PEBO-SLAM: Observer Design for Visual Inertial SLAM With Convergence Guarantees

成果类型:
Article
署名作者:
Yi, Bowen; Jin, Chi; Wang, Lei; Shi, Guodong; Ila, Viorela; Manchester, Ian R.
署名单位:
Universite de Montreal; Polytechnique Montreal; Universite de Montreal; Zhejiang University; University of Sydney
刊物名称:
IEEE TRANSACTIONS ON AUTOMATIC CONTROL
ISSN/ISSBN:
0018-9286
DOI:
10.1109/TAC.2024.3466874
发表日期:
2025
页码:
1714-1729
关键词:
Simultaneous localization and mapping observers Smoothing methods robots Visualization trajectory optimization Least Squares nonlinear observer parameter estimation-based observer (PEBO) simultaneous localization and mapping (SLAM)
摘要:
In this article, we introduce a new parameterization for the problem of visual inertial simultaneous localization and mapping (VI-SLAM), i.e., for a robot only equipped with a single monocular camera and an inertial measurement unit.
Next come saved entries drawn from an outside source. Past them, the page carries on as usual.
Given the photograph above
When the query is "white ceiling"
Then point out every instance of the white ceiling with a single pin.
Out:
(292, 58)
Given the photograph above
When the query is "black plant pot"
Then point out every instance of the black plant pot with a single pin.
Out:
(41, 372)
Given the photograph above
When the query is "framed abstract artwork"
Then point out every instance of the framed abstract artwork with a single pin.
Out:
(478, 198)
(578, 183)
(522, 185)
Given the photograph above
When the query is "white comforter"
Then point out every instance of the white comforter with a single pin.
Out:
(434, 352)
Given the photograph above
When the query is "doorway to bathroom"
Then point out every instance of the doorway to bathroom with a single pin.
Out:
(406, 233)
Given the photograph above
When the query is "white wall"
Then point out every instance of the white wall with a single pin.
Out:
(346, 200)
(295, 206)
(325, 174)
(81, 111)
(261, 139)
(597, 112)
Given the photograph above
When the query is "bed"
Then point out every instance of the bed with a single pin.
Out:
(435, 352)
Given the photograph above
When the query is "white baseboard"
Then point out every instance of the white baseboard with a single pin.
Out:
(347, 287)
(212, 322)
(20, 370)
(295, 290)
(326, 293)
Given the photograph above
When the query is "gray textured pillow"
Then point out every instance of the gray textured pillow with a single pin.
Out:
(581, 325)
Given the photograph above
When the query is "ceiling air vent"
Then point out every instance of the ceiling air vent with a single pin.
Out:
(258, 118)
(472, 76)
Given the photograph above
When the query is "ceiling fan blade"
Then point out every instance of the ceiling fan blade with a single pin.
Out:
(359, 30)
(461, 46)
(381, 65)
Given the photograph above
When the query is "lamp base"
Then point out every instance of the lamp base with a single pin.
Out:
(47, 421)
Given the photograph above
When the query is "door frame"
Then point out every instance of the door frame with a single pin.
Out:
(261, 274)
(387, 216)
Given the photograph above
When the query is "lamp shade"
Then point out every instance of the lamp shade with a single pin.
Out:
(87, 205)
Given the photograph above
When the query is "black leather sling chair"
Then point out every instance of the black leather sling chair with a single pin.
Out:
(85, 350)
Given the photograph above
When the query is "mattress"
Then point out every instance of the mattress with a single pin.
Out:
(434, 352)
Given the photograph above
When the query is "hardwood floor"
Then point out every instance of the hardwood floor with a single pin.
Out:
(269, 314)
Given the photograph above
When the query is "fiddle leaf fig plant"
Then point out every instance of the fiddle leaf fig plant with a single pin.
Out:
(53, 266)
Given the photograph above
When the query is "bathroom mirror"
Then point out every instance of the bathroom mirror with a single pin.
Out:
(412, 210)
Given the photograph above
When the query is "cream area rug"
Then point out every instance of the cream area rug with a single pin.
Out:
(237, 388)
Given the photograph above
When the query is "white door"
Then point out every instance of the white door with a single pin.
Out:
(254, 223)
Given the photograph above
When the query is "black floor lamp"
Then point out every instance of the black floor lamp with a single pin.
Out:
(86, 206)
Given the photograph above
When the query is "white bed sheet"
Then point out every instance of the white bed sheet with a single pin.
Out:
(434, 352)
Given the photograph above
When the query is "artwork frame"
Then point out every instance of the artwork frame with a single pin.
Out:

In this problem, the system state evolves on the nonlinear manifold SE(3)xR(3n), on which we design dynamic extensions such that the deterministic VI-SLAM problem can be reformulated-without any approximation-into online constant parameter identification, expressed as a linear regression. This demonstrates that deterministic VI-SLAM can be translated into a linear least squares problem globally and exactly. Based on this observation, we propose a novel SLAM observer, following the recently established parameter estimation-based observer methodology. A notable merit of the proposed observer is its almost global asymptotic stability. Unlike most existing methods, its convergence does not rely on persistency of excitation or uniform complete observability-assumptions commonly used in stability proofs that can be challenging to satisfy in real-world applications.